Rocky Mountain Log Homes

One of the most confounding doctrines in federal arbitration jurisprudence is the severability doctrine.  The U.S. Supreme Court has held, since Prima Paint in 1967, that courts must enforce arbitration clauses within contracts, even if the entire contract is invalid or unenforceable.  (Most non-arbitration geeks don’t believe me when I tell them that’s the law.)  The only time a court can address the argument for invalidity is if the litigant directs it specifically at the arbitration clause.  For example, an argument that the elves’ contract with Santa is invalid because it’s illegal to pay them in candy canes is an argument about the contract as a whole, and would get sent to arbitration if the elves’ contract had a valid arbitration clause.  On the other hand, an argument that the arbitration clause in the elves’ contract with Santa is unconscionable because it calls for arbitration in the South Pole with Mrs. Claus as the arbitrator *is* specific to the arbitration clause, and should be decided by the court.  Unless, of course, the arbitration clause clearly and unmistakably delegated questions of validity to an arbitrator…

Two courts recently had an opportunity to remind litigants of the severability doctrine.  In Rogers v. Swepi LP, 2018 WL 6444014 (6th Cir. Dec. 10, 2018), the Sixth Circuit reversed a district court judge who failed to apply the severability doctrine.  In Rogers, a putative class of landowners brought suit against Shell for claims arising out of lease agreements.  Shell responded by moving to compel arbitration.  The landowners argued that the arbitration clause within the lease agreement (as well as the whole “second phase” of the lease) was only triggered upon payment of a bonus.  The court found this was an attack on more than just the arbitration clause, and therefore application of the severability doctrine called for the issue of arbitrability to be decided by an arbitrator.  (However, whether class arbitration was permissible should be decided by the court on remand.)

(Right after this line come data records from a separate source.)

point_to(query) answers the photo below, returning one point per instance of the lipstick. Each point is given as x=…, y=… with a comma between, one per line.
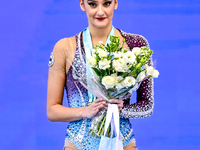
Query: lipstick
x=100, y=19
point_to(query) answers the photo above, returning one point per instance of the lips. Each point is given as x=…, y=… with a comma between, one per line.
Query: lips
x=100, y=19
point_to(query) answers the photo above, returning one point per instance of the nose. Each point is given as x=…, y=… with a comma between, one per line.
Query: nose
x=100, y=10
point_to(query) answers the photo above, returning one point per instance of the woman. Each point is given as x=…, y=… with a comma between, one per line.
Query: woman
x=69, y=51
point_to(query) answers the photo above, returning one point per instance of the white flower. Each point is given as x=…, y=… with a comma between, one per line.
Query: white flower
x=104, y=64
x=120, y=65
x=93, y=53
x=118, y=54
x=137, y=51
x=129, y=81
x=129, y=57
x=141, y=76
x=102, y=53
x=109, y=81
x=151, y=71
x=119, y=85
x=155, y=74
x=92, y=62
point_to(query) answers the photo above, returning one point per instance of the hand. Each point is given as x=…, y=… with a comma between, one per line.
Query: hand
x=119, y=102
x=91, y=110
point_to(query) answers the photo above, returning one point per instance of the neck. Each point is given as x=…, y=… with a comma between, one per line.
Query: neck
x=99, y=34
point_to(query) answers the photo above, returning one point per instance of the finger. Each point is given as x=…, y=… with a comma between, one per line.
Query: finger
x=117, y=101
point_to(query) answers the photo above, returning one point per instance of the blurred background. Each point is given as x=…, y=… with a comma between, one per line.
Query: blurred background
x=28, y=32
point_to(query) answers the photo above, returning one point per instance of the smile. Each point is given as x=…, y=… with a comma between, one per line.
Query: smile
x=100, y=19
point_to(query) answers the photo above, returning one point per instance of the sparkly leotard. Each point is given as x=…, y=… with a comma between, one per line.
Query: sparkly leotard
x=77, y=131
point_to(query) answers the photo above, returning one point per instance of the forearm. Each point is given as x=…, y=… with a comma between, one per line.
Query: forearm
x=60, y=113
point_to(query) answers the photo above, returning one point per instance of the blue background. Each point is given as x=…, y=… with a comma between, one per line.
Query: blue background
x=29, y=30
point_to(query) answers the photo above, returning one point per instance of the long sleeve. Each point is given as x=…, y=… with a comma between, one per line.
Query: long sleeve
x=145, y=95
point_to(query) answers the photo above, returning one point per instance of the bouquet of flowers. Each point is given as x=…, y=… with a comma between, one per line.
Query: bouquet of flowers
x=114, y=73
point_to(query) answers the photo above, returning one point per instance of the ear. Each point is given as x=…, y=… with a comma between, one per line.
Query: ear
x=116, y=4
x=82, y=5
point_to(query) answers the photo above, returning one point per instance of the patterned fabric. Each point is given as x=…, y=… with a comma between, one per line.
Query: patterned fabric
x=77, y=131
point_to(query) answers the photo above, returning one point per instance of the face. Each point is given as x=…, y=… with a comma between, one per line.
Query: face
x=99, y=12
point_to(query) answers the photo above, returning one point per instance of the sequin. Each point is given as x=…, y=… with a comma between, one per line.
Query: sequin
x=77, y=131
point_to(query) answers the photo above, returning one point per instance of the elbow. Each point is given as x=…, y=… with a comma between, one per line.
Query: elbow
x=51, y=115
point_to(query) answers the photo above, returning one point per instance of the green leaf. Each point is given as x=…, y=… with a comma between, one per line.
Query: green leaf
x=98, y=72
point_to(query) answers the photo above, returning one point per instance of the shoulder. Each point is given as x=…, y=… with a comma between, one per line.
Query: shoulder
x=134, y=40
x=65, y=43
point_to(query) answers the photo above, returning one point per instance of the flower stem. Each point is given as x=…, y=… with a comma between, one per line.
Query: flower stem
x=102, y=124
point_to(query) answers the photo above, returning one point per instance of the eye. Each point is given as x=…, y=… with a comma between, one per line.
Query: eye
x=92, y=4
x=107, y=3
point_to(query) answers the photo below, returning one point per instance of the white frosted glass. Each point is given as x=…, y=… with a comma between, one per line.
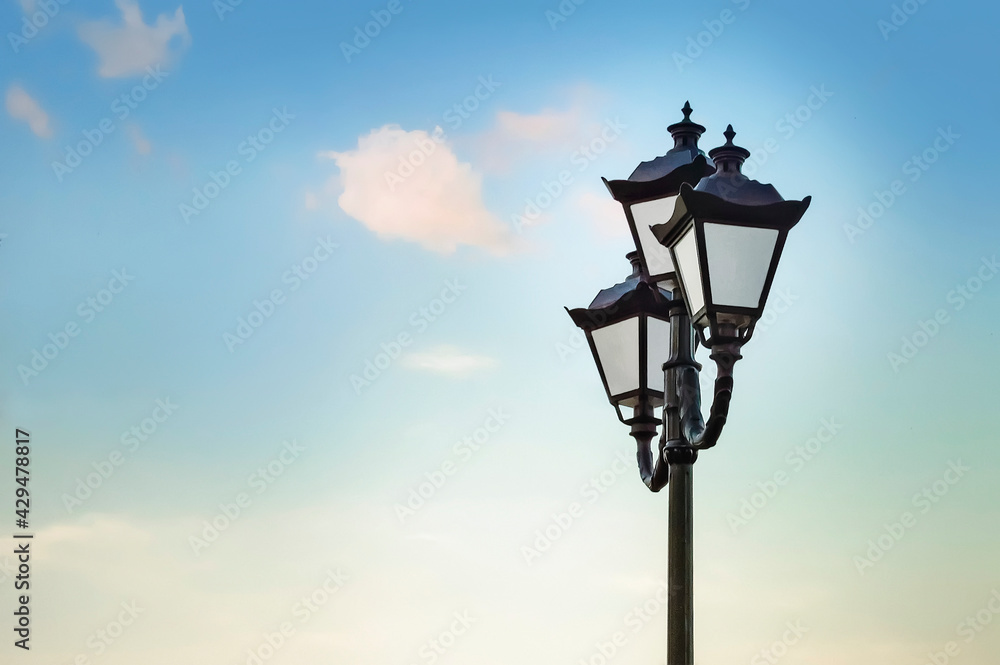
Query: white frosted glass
x=738, y=261
x=645, y=214
x=618, y=349
x=690, y=269
x=657, y=351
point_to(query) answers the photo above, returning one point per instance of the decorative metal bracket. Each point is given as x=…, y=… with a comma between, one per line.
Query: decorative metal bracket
x=685, y=431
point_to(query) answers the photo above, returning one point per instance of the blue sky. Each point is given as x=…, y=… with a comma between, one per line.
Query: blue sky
x=288, y=135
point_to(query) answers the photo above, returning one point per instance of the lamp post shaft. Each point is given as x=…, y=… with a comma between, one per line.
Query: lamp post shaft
x=680, y=458
x=680, y=561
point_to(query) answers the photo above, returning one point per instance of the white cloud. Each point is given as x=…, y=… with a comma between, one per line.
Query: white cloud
x=129, y=48
x=139, y=140
x=410, y=185
x=448, y=360
x=21, y=106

Similarly, the Supreme Court of Montana sent a dispute over arbitrability to an arbitrator in Peeler v. Rocky Mountain Log Homes Canada, Inc., 2018 WL 6498693 (Mont. Dec 11, 2018).   In Peeler, an owner sued both the design professional and contractor over claims relating to construction of a custom log home.  Only the contractor’s agreement had an arbitration clause, but the complaint alleged the design firm was an affiliated entity that should be treated the same as the contractor.  So the contractor and design firm moved to compel arbitration.  The homeowner argued that the arbitration agreement was permissive, not mandatory, and that the defendants had waived their right to arbitrate by waiting to assert it until after he filed suit.  Those arguments did not prevail at the trial court or the appellate court.  The Montana Supreme Court noted that the defendants did not waive their right to arbitrate, and because the owner did not challenge the validity or enforceability of the arbitration agreement, his arguments should be heard by an arbitrator.  Finally, the court found that the design firm could compel arbitration as a matter of equitable estoppel.

Speaking of construction cases, the Supreme Court of Nevada continues its campaign to remind all construction litigators that the FEDERAL Arbitration Act governs even local disputes between homeowners and contractors.  Since its Ballasteros decision in February of this year, it has issued two more decisions reiterating that holding: Lanier, 2018 WL 6264809 (Nev. Nov. 28, 2018), and Greystone Nevada, 2018 WL 6264756 (Ne. Nov. 28, 2018).  As evidence of interstate commerce, Lanier points to three things: the builder was incorporated in Delaware while the homeowners were Nevada residents, the large number of subcontractors and material suppliers who worked on the home made it likely that at least some of them are engaged in interstate commerce, and “in the aggregate, the general practice of developing, buying, and selling homes substantially affects interstate commerce.”  All of this mattered because trial court judges were relying on Nevada anti-arbitration rules to refuse to compel arbitration.  Those rules are preempted if the dispute is governed by the FAA.